Four illustrated instructions. I have omitted nothing; there are no additional written instructions. I had to make them up.

.
Knife it off. Got it.



Find Silly Putty. Pet lovingly. Shape into wave, add tiny surfboard.


Stretch as far as possible.


Corn dogs make the sun rise.

This is just a MIRROR. And that's why I won't be participating in the assembly of the bed.

Saturday, June 6, 2009

Standards

My last period of funemployment was wasted in a sea of afternoon marathons of Jon & Kate Plus 8 and Rock of Love Charm School (the good season, with Sharon Osbourne; none of this feud crap that’s currently on…which, by the way, I think Ricki Lake is handling remarkably well). While I’m certainly pleased that I had that time to catch up to the rest of the country in reality TV viewership, THIS time will be different. THIS time, I’m going to accomplish things—mainly stuff that I haven’t had time to do after work…mostly because that’s when I now watch my reality TV.

And since the end of unemployment coincided with a move, it’s a perfect time to consider this the beginning of a new lifestyle…one that’s organized, driven, goal-oriented, and something to be envied. I mean, who wouldn’t want to take time off work in their mid-20s? I didn’t even have to have a baby to do it! (I do, however, need to sell my car for cash money, something I was planning on doing anyway, and am counting on a tax refund when I finally get around to actually filing.)

The apartment is, of course, the most visible manifestation of my master plan, and since I’m now home so much more than Adam, it makes sense that 1) I’m bugged more by the fact that the whole place isn’t yet in order, and 2) It probably should fall to me to get most of our life’s possessions put away. Here’s the thing, though. When I left Boston for Denver over a year ago, everything I owned fit into my little Corolla. Adam was in a similar situation—he’d taken one Explorer’s worth of belongings to Denver.
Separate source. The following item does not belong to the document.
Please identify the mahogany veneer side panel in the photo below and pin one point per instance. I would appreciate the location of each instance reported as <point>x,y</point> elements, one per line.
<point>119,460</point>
We had a sparse existence, and I don’t ever once remember saying, “Geez, what I couldn’t do with my milk foamer right now.”

It wasn’t that I was surprised when Adam rolled up to our new Berkeley apartment in December with a moving van full of things he had opted not to bring to Denver, but now needed to get out of storage in North Carolina. Grown-ups DO typically own stuff. And it’s not like that van was full of puppets (although there were some). It was packed with dishes and linens and DVD players and artificial Christmas trees—all things we use, and we use together, but…well, it’s not my stuff. And while most of it had a happy home in our Berkeley “storage unit” (a corner of the bathroom), now we’re at the top of three flights of stairs and have a utopian vision of having one of those cute little living rooms you see in Pottery Barn catalogs, where everything has a place and anything that’s not carefully filed away on a floor-to-ceiling bookshelf has been purposefully left out to indicate that we’re not uptight at all, and have led very interesting lives, and, really, we didn’t MEAN to leave that thank-you note from John Edwards out on the coffee table. We’re not sure how that ended up there. How embarrassing.

As you can see, we’re well on our way to realizing that vision:




















But the rest of what’s going on here isn’t yet quite up to the standard I had imagined just a week ago. I’m not going to go into detail about The List Adam’s Given The Landlord, but when was the last time YOU needed to pre-dry your clothes before putting them in the dryer? Have you ever heard the sound of a dryer falling off a washing machine?








I’m not going to lie, though. I’m pretty proud of my innovation. It’s like living on the prairie up in here. In the days of yore, ladyfolk were always finding new ways to use the hooks on their overpriced kitchen islands:









And as long as I’m busy with laundry, I’m just not going to worry about the rest of it…like the fact that it looks like a band was executed in the corner of the living room.